1. Rise of the Internet of Things architect
The IoT architect role will eclipse the data scientist as the most valuable unicorn for HR departments. The surge in IoT will produce a surge in edge computing and IoT operational design.
“Thousands of resumes will be updated overnight,” says Dan Graham, Internet of Things technical marketing specialist at Teradata. “Additionally, fewer than 10% of companies realise they need an IoT analytics architect, a distinct species from IoT system architect. Software architects who can design both distributed and central analytics for IoT will soar in value.”
2. Significant increase in the move to hybrid architectures
“Test/dev and disaster recovery will be the main components of a company’s environment that will be moved to the cloud, and production continuing to remain on premises,” says Marc Clark, director of cloud strategy and deployment at Teradata.
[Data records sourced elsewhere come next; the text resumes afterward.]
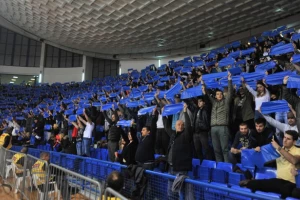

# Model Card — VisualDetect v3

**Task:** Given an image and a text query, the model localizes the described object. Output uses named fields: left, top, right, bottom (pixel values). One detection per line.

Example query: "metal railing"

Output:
left=48, top=164, right=102, bottom=200
left=104, top=187, right=128, bottom=200
left=0, top=147, right=31, bottom=199
left=7, top=145, right=286, bottom=200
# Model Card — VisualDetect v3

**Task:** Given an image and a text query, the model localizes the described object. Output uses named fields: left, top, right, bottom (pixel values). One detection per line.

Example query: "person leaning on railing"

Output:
left=31, top=152, right=54, bottom=191
left=11, top=147, right=28, bottom=177
left=0, top=127, right=12, bottom=149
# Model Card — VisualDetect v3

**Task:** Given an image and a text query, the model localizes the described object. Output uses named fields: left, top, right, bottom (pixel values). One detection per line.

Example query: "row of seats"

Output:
left=12, top=146, right=293, bottom=200
left=37, top=144, right=108, bottom=161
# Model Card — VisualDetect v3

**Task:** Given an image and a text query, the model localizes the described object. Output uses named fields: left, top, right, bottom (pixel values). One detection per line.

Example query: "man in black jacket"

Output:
left=228, top=122, right=253, bottom=165
left=103, top=108, right=128, bottom=162
left=250, top=118, right=274, bottom=151
left=193, top=98, right=212, bottom=161
left=135, top=108, right=157, bottom=170
left=163, top=103, right=193, bottom=197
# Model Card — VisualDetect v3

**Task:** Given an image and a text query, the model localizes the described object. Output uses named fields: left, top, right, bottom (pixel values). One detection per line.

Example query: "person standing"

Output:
left=202, top=72, right=233, bottom=162
left=79, top=110, right=95, bottom=156
left=192, top=98, right=212, bottom=161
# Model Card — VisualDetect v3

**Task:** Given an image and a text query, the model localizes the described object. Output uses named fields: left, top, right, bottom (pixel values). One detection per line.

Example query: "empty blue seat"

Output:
left=228, top=172, right=246, bottom=185
left=95, top=148, right=102, bottom=160
left=229, top=186, right=252, bottom=200
left=255, top=167, right=277, bottom=179
left=212, top=162, right=232, bottom=183
left=197, top=160, right=217, bottom=181
left=100, top=148, right=108, bottom=161
left=204, top=183, right=228, bottom=200
left=255, top=191, right=280, bottom=198
left=90, top=147, right=96, bottom=158
left=190, top=158, right=201, bottom=178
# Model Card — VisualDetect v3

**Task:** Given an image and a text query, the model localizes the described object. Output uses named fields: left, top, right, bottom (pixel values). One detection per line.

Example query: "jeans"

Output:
left=168, top=166, right=195, bottom=200
left=228, top=151, right=241, bottom=166
left=155, top=128, right=170, bottom=155
left=211, top=126, right=229, bottom=162
left=82, top=138, right=92, bottom=156
left=193, top=131, right=212, bottom=161
left=107, top=140, right=119, bottom=162
left=246, top=178, right=296, bottom=199
left=275, top=112, right=288, bottom=146
left=76, top=141, right=82, bottom=156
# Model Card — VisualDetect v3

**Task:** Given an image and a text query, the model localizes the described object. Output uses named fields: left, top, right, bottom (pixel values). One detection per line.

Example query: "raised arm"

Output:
left=78, top=116, right=86, bottom=125
left=258, top=109, right=285, bottom=133
left=162, top=108, right=173, bottom=137
left=271, top=139, right=300, bottom=165
left=282, top=76, right=300, bottom=108
left=63, top=115, right=78, bottom=129
left=201, top=80, right=215, bottom=104
left=103, top=110, right=113, bottom=124
left=83, top=109, right=93, bottom=124
left=225, top=72, right=233, bottom=105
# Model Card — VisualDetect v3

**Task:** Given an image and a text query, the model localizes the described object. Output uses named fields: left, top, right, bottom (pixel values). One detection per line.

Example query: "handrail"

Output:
left=15, top=145, right=280, bottom=200
left=104, top=187, right=128, bottom=200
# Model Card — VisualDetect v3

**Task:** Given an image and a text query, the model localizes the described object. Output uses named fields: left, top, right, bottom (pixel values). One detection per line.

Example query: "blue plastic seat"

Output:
left=204, top=183, right=228, bottom=200
left=100, top=149, right=108, bottom=161
left=212, top=162, right=232, bottom=183
left=95, top=148, right=102, bottom=160
left=255, top=191, right=280, bottom=198
left=228, top=186, right=252, bottom=200
left=255, top=167, right=277, bottom=179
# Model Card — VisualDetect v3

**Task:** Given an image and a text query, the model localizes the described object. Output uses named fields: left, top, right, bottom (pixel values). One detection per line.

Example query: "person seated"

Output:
left=258, top=109, right=298, bottom=144
left=0, top=127, right=13, bottom=149
left=11, top=147, right=28, bottom=181
left=47, top=133, right=56, bottom=151
left=115, top=127, right=138, bottom=165
left=228, top=122, right=252, bottom=165
left=240, top=130, right=300, bottom=198
left=250, top=118, right=274, bottom=151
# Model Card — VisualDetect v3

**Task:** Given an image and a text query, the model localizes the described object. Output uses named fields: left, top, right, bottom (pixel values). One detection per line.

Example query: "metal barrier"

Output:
left=8, top=145, right=288, bottom=200
left=104, top=188, right=128, bottom=200
left=48, top=164, right=102, bottom=200
left=0, top=147, right=31, bottom=199
left=27, top=152, right=52, bottom=200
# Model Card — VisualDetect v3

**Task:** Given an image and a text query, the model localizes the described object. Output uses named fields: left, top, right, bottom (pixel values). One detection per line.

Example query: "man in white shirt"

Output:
left=79, top=109, right=95, bottom=156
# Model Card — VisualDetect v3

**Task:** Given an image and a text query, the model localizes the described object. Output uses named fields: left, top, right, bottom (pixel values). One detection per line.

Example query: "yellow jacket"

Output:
left=0, top=133, right=12, bottom=149
left=12, top=153, right=25, bottom=174
left=31, top=160, right=47, bottom=185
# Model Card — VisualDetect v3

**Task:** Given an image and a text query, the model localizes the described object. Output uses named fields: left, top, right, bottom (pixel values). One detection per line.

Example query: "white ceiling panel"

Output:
left=0, top=0, right=300, bottom=54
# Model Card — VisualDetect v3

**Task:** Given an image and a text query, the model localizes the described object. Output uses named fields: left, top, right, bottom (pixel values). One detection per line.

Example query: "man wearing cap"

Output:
left=165, top=94, right=193, bottom=131
left=202, top=72, right=233, bottom=162
left=192, top=98, right=212, bottom=161
left=258, top=109, right=299, bottom=145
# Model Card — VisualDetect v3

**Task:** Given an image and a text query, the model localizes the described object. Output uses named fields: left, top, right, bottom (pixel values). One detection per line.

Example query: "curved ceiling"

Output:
left=0, top=0, right=300, bottom=54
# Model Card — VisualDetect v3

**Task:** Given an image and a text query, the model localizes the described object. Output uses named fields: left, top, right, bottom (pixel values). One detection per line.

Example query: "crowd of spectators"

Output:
left=0, top=25, right=300, bottom=198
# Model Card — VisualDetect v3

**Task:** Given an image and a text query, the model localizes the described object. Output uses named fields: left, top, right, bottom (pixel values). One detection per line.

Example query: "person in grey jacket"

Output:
left=202, top=72, right=233, bottom=162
3. Deep learning moves out of the hype zone and into reality
Deep learning is getting massive buzz recently. Unfortunately, many people are once again making the mistake of thinking that is a magic, cure-all bullet for all things analytics, according to Bill Franks, chief analytics officer at Teradata.
“The fact is that deep learning is amazingly powerful for some areas such as image recognition,” says Franks. “However, that doesn’t mean it can apply everywhere. While deep learning will be in place at a large number of companies in the coming year, the market will start to recognise where it really makes sense and where it does not.”
By better defining where deep learning plays, it will increase focus on the right areas and speed the delivery of value.
4. More augmented reality-based products
Waze and PokemonGo are just the start. Imagine leaving breadcrumbs across your life journey.
“You leave a breadcrumb at the grocery store so next time you buy some taco shells,” says John Thuma, director at Teradata. “You walk into the store two days later, and an alarm goes off telling you to buy taco mix. Augmented reminders, augmented notation and augmented journey maps.”
5. The battle for low power, wide area (LPWAN) networking will be fought
A research study from Business Insider estimates that 700 million IoT devices will be connected over LPWAN standards by 2021. Why? Because LPWANs will help IoT to take off.
“2016 was a year of big hype and little progress,” says Zach Supalla, CEO at Particle. “There’s a clear barrier of cost and power consumption when it comes to IoT products and if we can get these two pain points down, IoT will explode. LPWANs connect devices over a larger geographic area and use less power and those companies who can leverage these assets the best, will win out.”
6. Greater consolidation in the IoT market
The IoT market will see more consolidation as technology and processes improve.
Much like natural selection, the strongest ones will survive while the smaller players are gobbled up to build out more robust portfolios.
SAP just acquired an enterprise-grade IoT solution last month and Cisco made waves in February when it purchased Jasper Technologies for $1.4 billion.
“The rate at which these tech giants purchase startups will only increase as they continue to thirst for the innovation so many of these young companies are born from,” says Supalla.
7. A year of honing IoT talent
2018 will be a “team-building year” for many in the IoT space, says Supalla. Investments will be made in fostering internal talent and attracting the right external hires to address the complex needs of launching a connected product.
8. Striving for integration and security
Companies will continue to strive for integration while maintaining security – connecting business units and vertical industries such as marketing, healthcare and financial services, instead of restricting access to a handful of data scientists.
“Enterprises will finally be able to speak about big data in terms of ROI,” says Sushil Thomas, co-founder and CEO, Arcadia Data, “and not be limited to a TCO-only conversation that has surrounded it thus far.”
9. More businesses turn to Hadoop to scale
Organisations trying to scale their existing BI platforms to big data size will hit a brick wall with legacy analytics tools.
Research firms like Forrester have seen increasing interest from enterprises not only moving their data to Hadoop, but also running analytical applications on Hadoop clusters.
“Running BI natively on Hadoop allows analysts and business users to drill down into raw data, run faster reports and make informed decisions based on real-time data instead of abstracts,” says Sushil Thomas, co-founder and CEO at Arcadia Data.
10. New BI use cases will become the norm
“These will include city traffic services reacting to sensors in cars, bringing real-time and streaming data to the forefront in enterprises,” says Thomas.